Around you is a society governed by the iron law of achievement. Its gilded goods are flaunted before your eyes on TV screens, and in a thousand ways society tells you every day that you are worthless because you have no achievements. You are a failure, and you you know that you will continue to be a failure because there is no way for you to achieve tomorrow what you have not managed to achieve today. Your dignitiy is shattered and your soul is enveloped in the darkness of depair.
But the gospel tells you that you are not defined by outside forces. It tells you that you count - even more, that you are loved unconditionally and infinitely, irrespective of anything you have achieved or failed to achieve, even that you are loved a tad bit more than those whose efforts have been crowned with success.

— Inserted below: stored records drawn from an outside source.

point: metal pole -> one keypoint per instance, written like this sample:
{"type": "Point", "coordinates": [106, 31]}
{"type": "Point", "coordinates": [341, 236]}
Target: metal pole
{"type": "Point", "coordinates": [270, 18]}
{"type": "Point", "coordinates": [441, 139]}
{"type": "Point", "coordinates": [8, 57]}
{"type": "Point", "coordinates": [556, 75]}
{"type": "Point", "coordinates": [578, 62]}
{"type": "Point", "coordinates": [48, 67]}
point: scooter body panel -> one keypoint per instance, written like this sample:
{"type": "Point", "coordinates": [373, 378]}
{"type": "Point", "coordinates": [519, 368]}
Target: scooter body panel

Imagine now this gospel not simply proclaimed but embodied in a community that has emerged not as a "result of works" (Eph. 2.10). Justified by sheer grace, it seeks to "justify" by grace those whoa re made "unjust" by society's implacable law of achievement. Imagine furhtermore this community determined to infuse the wider culture, along with its political and economic institutions, with the message that it seeks to embody and proclaim. This is justification by grace, proclaimed and pacticed. A dead doctrine? Hardly.

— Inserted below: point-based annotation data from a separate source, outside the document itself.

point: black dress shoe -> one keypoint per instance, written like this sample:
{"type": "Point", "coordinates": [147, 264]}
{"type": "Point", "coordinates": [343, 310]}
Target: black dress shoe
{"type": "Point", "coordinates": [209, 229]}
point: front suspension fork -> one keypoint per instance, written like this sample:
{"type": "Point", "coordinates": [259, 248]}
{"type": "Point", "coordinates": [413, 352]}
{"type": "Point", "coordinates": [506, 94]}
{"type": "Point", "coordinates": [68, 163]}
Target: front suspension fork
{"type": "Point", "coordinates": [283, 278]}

As I was reflecting on the social significance of justication by grace, I remembered a passage from Nietzsche's Thus spoke Zarathustra ... "O my brothers, I direct and consecrate you to a new nobility: you shall become begetters and cultivators and sowers of the future - truly, not a nobility that you could buy like shopkeepers with shopkeepers gold: for all that has a price is of little value."
Justification by grace, I thought, musing on Nietzsche's profound observation, is so deeply at odds with our "shopkeeper's culture". It takes the price tags off human beings not so as to devalue them but so as to give them but so as to give them their proper dignity, a dignity not based on what they have achieved but rooted in the sheer fact that they are loved unconditionally by God. Divine love is that indispensable nourishment for the human soul of which the prophet speaks when he calls, "Ho, everyone who thirsts, come to the waters: and you that have no money come buy and eat! Come, buy wine and milk without money and without price." (Isa. 55:1)

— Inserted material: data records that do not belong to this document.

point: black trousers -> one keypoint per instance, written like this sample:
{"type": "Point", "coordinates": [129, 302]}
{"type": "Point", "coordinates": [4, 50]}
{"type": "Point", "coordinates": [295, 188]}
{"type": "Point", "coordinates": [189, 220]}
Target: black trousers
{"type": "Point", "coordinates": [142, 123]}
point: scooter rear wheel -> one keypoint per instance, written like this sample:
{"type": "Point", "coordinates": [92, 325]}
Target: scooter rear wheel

I shall now try to stop quoting large chunks of Volf but really recommend the book, deeply satisfying. Go out and buy a copy! I feel profoundly challenged to think about how to "love in a time of petty dreams and persisting enmities". I often feel caught in petty dreams and persisting enmities, reading Volf's has helped me once again to see my faith as the key way through that. I like the way he speaks about faith rather than spirituality too.
The book is a real reminder of why societies need intellectuals and why Christianity needs thinkers.